Founded at the end of 2018, the Supreme Standing Committee on Human Rights is headed by the Minister of Foreign Affairs Sameh Shoukry; and gathers 25 members who represent a number of ministries, national councils, and government bodies. Among its notable members are Maya Morsi, president of the National Council of Women; former Minister of Higher Education Mofeed Shehab; Heba Hagras, member of the Egyptian parliament and of the parliamentary Committee of Solidarity with Persons with Disabilities; and the Secretary General for the Arab Organization for Human Rights (AOHR) Alaa Shalaby.
Morsy stated to a news website that the goal of the national strategy “is to advance, respect, and activate all the basic human rights and freedoms, including civic, economic, social, political, and cultural rights, encompassing everyone without discrimination.” She added that the strategy aims for institutional, legislative, and capacity development.
On women's issues, Morsy specified developing the legislations restricting violence against women, and securing the latter’s right to occupy high executive and judiciary posts without discrimination.
Noting that many accomplishments have been presented regarding women and persons with disability issues, Hagras stressed that both causes are taken very seriously by the Egyptian state. “The power of this strategy lies in linking it to Egypt’s 2030 vision for sustainable development… The more you create strategies that are linked together, the more they reinforce each other; and [this] adds strength and facilitates their execution on the ground,” Hagras stated, adding that such linkage will give the strategy impetus.

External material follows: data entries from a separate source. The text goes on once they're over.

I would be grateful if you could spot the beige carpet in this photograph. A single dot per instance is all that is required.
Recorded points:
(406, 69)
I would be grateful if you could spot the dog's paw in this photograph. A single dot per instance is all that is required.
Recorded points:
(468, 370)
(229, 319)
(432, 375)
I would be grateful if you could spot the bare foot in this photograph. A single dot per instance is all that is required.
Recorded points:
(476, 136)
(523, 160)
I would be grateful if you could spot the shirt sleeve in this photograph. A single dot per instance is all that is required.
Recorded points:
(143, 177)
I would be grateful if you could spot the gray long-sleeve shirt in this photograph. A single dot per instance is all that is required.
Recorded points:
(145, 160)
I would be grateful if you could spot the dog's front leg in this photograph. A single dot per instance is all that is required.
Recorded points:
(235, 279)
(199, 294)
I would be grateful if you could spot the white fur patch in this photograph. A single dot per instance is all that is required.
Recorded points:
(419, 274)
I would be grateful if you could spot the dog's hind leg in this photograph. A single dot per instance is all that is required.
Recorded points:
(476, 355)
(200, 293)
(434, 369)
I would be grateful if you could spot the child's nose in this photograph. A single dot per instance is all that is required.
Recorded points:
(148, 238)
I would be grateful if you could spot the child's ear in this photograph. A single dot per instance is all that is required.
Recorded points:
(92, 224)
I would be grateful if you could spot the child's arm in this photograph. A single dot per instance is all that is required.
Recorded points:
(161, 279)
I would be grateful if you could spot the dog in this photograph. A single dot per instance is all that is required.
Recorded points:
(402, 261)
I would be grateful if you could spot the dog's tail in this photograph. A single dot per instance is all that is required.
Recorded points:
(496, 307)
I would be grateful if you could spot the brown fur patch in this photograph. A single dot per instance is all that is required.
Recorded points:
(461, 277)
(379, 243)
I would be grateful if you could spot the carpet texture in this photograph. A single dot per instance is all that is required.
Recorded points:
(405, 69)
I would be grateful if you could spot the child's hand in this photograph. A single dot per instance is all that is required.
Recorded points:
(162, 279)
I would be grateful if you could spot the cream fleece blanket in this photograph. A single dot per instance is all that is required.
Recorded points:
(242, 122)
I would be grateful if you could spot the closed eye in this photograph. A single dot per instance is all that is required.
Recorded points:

Outlining the timeline set to finalize the strategy, Gamal El-Din stressed that the priority is to dedicate enough time to discuss and fine-tune it. “The strategy represents Egypt and the Egyptians’ vision for themselves and what they want to accomplish,” he said, adding that there is no reason to rush it.
Announcing that the draft strategy concludes the first year since the Supreme Standing Committee on Human Rights officially started its work, the ambassador emphasized the importance and value behind the establishment of the committee. “This is the first time we seek to deal with all aspects of the human rights portfolio in parallel. We work on preparing reports, in parallel with responding to any complaints, building capacities, studying legislative amendments, monitoring and analyzing what is raised against Egypt, and showcasing Egypt’s accomplishments regarding human rights,” Gamal El-Din said.
Gamal El-Din explained that the supreme committee is responsible for responding to international criticisms and accusations raised against Egypt, by preparing the content and data that would allow decision makers to deal with human-rights related claims, as well as properly documenting and showcasing the daily national accomplishments in all aspects of human rights.
“Part of the [mission] is offensive and the other is defensive,” he said. Moreover, the committee is tasked to follow up on the implementation of the national strategy once finalized, along with ensuring Egypt’s abidance by its international human rights obligation.
“Taking the initiative to prepare the first integrated and long-term national strategy for human rights in Egypt reflects the existence of a firm political will to give impetus to the relevant national efforts by adopting a comprehensive and serious approach to promoting basic rights and freedoms,” the Egyptian minister of foreign affairs commented on finalizing the first draft of the national strategy.
In press statements Shoukry highlighted that the national efforts exerted to advance human rights are based on the directives of President Abdel Fattah El-Sisi to address all human rights, whether economic, social, cultural, civil or political, as an essential part of the state's comprehensive development plan.